Check the BPTM log with the verbose level at the higuest value 5 in order to detect the main problem or root cause.
02-02-2012 11:08 AM
I inventory the robot using NBU and I do this anytime I remove, add, or move media. For some reason, it did not pick up on the tape in the drive.
I've been advised (on this forum) that cleaning frequently is not always good as it ruins the heads on the drive over time?
02-02-2012 11:41 AM
I agree with the robtest advice given by kernel_panic.
When I saw your initial post with 'Robot operation failed' and 'load operation reported an error' my first thought was - try robtest.
's d' would have shown the tape in the drive.
I do not agree with regular drive cleaning.
Firmware on drives these days will generate a TapeAlert when it needs cleaning.
02-02-2012 12:44 PM
I think your reply above is probably the one that should be marked as the solution...assuming things are working OK now?

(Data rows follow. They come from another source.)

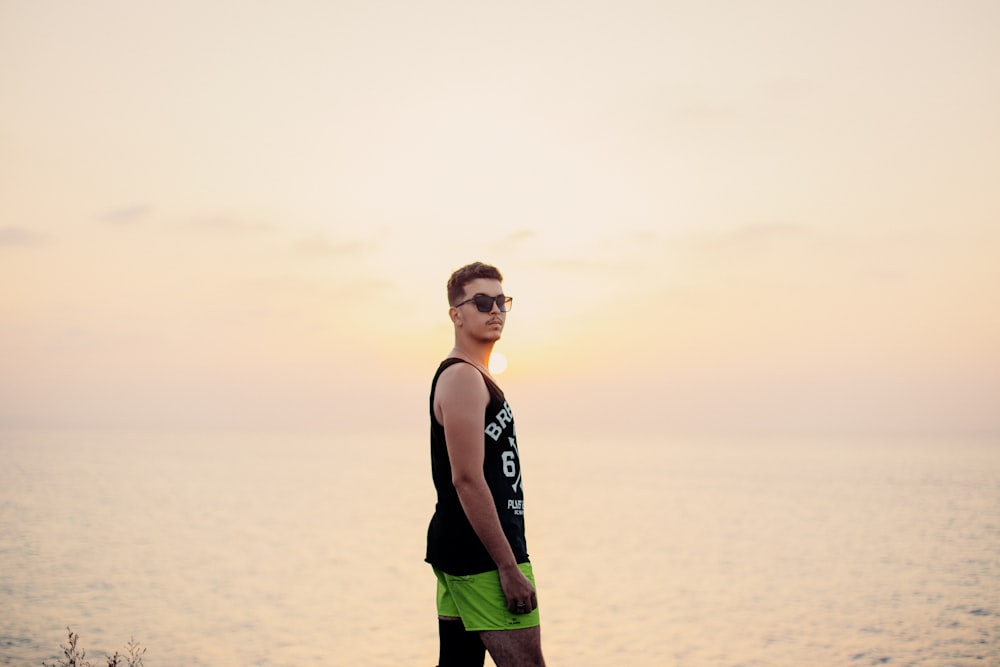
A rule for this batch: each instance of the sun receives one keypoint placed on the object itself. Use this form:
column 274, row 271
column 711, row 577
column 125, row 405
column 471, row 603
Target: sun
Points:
column 498, row 363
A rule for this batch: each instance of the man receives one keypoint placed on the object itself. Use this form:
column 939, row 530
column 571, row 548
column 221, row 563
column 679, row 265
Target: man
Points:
column 486, row 593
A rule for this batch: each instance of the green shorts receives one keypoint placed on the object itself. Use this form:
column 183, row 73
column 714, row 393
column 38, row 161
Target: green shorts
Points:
column 478, row 600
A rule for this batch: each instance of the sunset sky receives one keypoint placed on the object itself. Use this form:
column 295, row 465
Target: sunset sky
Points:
column 712, row 216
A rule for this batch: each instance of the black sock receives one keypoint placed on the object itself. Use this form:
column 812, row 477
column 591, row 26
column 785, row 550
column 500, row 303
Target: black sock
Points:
column 459, row 647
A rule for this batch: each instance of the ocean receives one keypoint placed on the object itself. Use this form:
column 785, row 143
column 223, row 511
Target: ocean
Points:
column 278, row 549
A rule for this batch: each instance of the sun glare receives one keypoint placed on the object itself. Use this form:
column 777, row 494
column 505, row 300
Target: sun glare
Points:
column 498, row 363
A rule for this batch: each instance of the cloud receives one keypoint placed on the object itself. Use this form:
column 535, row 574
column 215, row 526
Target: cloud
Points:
column 127, row 215
column 764, row 232
column 320, row 244
column 18, row 236
column 229, row 225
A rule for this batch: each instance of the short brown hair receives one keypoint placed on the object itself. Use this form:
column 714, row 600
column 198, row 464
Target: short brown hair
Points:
column 465, row 275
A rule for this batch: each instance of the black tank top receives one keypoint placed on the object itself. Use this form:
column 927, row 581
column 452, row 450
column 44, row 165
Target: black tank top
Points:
column 452, row 544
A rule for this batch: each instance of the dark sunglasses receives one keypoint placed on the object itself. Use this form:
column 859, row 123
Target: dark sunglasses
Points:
column 484, row 302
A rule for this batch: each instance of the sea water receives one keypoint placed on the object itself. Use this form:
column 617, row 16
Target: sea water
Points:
column 278, row 549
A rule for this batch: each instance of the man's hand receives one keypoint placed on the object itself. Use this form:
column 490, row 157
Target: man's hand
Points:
column 518, row 590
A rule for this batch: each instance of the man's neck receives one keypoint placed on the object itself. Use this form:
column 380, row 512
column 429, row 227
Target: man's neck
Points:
column 477, row 355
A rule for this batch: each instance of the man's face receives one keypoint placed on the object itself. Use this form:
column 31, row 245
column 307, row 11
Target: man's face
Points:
column 482, row 326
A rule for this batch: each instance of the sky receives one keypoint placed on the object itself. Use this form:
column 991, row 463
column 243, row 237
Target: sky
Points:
column 722, row 217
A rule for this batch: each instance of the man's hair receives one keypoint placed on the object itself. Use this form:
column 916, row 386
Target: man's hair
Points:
column 465, row 275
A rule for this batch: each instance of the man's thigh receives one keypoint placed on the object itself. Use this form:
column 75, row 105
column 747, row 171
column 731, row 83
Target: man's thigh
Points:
column 514, row 648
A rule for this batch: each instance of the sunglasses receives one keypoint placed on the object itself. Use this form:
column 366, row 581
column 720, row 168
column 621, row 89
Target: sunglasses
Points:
column 484, row 302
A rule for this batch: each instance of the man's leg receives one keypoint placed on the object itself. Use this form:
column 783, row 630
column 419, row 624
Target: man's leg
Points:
column 459, row 647
column 515, row 648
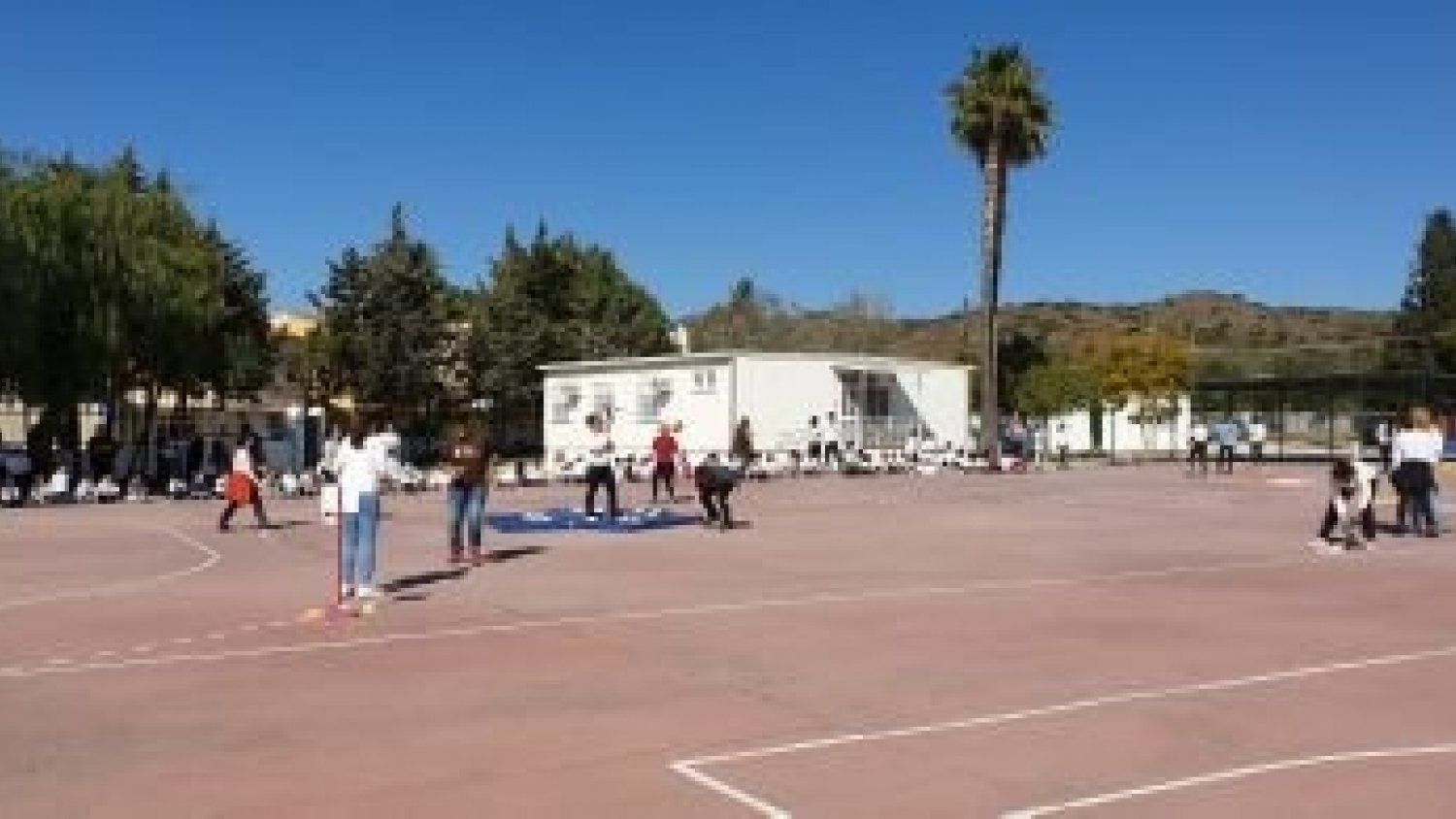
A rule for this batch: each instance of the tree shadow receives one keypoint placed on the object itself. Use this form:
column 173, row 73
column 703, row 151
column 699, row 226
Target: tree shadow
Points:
column 503, row 554
column 422, row 579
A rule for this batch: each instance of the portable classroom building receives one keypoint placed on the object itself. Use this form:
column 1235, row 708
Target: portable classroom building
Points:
column 877, row 402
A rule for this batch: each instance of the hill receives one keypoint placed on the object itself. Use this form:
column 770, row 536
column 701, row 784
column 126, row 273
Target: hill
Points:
column 751, row 320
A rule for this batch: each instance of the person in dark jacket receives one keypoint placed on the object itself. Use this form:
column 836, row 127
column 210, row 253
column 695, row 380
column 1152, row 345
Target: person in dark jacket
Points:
column 715, row 483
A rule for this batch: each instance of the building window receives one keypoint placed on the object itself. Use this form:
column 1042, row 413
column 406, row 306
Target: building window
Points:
column 705, row 381
column 603, row 402
column 652, row 396
column 568, row 396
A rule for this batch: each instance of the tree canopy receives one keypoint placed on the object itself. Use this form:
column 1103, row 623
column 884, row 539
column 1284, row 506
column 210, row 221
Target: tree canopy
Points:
column 553, row 299
column 111, row 282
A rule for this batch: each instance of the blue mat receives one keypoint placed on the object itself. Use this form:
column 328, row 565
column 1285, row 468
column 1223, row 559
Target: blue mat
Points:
column 573, row 519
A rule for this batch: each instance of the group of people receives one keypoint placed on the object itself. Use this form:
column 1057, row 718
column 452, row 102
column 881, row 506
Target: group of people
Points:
column 712, row 478
column 1226, row 437
column 1408, row 458
column 355, row 464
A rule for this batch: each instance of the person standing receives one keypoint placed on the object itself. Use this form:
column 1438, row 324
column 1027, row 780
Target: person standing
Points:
column 242, row 486
column 1199, row 446
column 1063, row 443
column 742, row 445
column 1382, row 441
column 102, row 452
column 664, row 463
column 469, row 487
column 814, row 441
column 832, row 441
column 358, row 470
column 1415, row 449
column 1226, row 434
column 1258, row 434
column 599, row 466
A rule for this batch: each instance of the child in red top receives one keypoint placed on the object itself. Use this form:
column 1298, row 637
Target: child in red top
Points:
column 664, row 461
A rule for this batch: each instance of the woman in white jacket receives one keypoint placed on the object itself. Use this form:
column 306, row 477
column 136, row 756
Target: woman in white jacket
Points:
column 358, row 469
column 1414, row 452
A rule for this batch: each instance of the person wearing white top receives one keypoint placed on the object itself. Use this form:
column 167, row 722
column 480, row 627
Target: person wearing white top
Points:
column 1258, row 434
column 1414, row 452
column 1351, row 490
column 832, row 440
column 360, row 467
column 599, row 466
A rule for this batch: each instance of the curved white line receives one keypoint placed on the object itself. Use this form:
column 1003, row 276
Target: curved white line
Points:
column 210, row 559
column 1229, row 774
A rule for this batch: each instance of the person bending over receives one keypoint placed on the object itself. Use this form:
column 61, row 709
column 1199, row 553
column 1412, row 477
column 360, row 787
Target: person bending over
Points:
column 715, row 483
column 1351, row 490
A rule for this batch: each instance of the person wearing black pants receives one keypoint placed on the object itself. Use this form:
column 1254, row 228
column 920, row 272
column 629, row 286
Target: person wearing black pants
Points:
column 1350, row 504
column 664, row 463
column 599, row 467
column 715, row 483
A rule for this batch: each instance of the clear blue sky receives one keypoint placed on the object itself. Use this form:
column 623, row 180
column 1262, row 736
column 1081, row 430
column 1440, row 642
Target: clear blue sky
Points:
column 1284, row 148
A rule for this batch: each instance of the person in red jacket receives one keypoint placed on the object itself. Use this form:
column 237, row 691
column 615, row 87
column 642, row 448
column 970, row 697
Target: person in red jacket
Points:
column 664, row 461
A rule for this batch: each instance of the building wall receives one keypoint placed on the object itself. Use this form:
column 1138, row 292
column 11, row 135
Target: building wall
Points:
column 1121, row 434
column 698, row 398
column 777, row 395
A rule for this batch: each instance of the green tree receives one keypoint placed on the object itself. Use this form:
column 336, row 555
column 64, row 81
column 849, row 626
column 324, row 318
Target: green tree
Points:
column 1056, row 387
column 1144, row 372
column 384, row 322
column 552, row 300
column 1429, row 306
column 1002, row 116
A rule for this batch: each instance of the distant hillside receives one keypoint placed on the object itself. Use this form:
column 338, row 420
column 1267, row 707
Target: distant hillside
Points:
column 862, row 325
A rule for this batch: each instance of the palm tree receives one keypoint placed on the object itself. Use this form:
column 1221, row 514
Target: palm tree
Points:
column 999, row 115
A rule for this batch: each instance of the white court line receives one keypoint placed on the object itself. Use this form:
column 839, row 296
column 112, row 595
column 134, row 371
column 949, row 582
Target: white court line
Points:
column 692, row 769
column 210, row 559
column 657, row 614
column 1226, row 775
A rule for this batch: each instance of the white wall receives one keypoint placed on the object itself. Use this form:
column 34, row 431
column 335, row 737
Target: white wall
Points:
column 1121, row 434
column 704, row 413
column 780, row 395
column 777, row 393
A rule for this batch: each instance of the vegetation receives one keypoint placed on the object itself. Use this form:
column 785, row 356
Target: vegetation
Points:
column 1002, row 116
column 552, row 300
column 384, row 326
column 113, row 284
column 1427, row 317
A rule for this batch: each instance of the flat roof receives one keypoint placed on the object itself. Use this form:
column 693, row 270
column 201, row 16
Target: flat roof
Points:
column 722, row 357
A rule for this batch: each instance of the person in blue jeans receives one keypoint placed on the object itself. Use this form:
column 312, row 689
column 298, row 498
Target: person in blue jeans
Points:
column 469, row 461
column 358, row 469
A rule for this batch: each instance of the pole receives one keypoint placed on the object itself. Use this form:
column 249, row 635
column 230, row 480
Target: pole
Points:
column 338, row 541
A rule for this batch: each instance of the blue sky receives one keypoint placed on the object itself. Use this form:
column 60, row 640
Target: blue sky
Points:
column 1287, row 150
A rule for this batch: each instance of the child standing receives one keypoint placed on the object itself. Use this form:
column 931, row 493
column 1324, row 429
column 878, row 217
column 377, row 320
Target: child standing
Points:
column 360, row 467
column 664, row 461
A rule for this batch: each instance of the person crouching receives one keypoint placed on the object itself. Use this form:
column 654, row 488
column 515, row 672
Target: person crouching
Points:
column 1351, row 490
column 715, row 483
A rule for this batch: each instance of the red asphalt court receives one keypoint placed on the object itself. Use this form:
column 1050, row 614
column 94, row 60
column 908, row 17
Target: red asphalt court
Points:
column 1112, row 641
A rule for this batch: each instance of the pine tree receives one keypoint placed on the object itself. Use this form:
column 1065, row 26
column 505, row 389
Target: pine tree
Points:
column 386, row 325
column 1429, row 308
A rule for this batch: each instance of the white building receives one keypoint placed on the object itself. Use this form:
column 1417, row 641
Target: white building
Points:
column 876, row 401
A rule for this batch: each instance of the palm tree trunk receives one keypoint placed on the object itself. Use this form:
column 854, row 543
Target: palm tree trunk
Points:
column 993, row 203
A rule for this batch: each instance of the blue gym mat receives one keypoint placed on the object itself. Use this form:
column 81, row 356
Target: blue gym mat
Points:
column 574, row 519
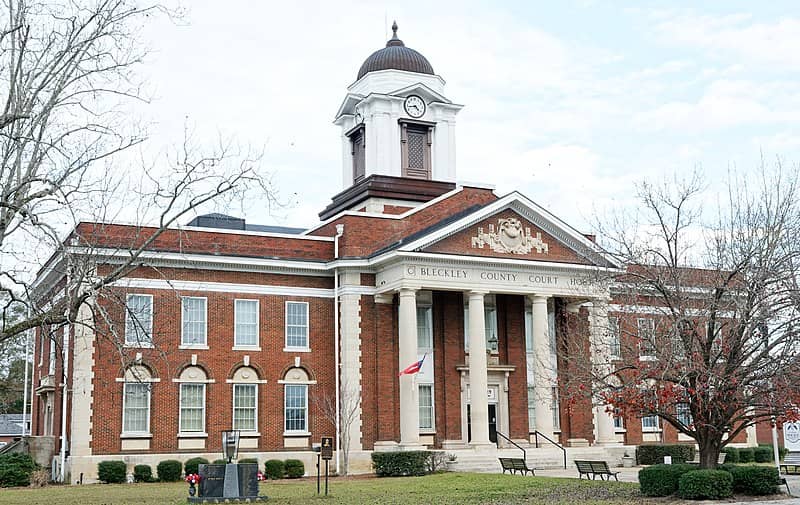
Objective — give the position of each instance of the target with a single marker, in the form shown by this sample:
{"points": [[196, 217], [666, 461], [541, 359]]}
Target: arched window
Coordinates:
{"points": [[245, 399], [295, 400], [192, 410]]}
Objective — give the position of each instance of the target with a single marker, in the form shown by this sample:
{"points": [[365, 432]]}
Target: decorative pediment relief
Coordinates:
{"points": [[510, 237]]}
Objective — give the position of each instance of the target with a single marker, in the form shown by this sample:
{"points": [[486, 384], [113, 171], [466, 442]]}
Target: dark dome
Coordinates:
{"points": [[395, 56]]}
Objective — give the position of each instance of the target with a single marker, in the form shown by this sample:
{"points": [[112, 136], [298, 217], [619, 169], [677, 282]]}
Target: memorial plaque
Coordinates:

(In case you were curious, we're all so hyped up on marking solutions now because we don't want to see them again in 2 months in the almost totally useless "Can you solve these?" box :) )
02-02-2012 12:44 PM
If you have a tape in a drive and did not know it, netbackup will freeze your scratch tapes when it tries to load them, and fails. You can go through all your scratch tapes and have backups fail with no media available errors.
Since you figured out your drive issue - you might want to check your tapes as well!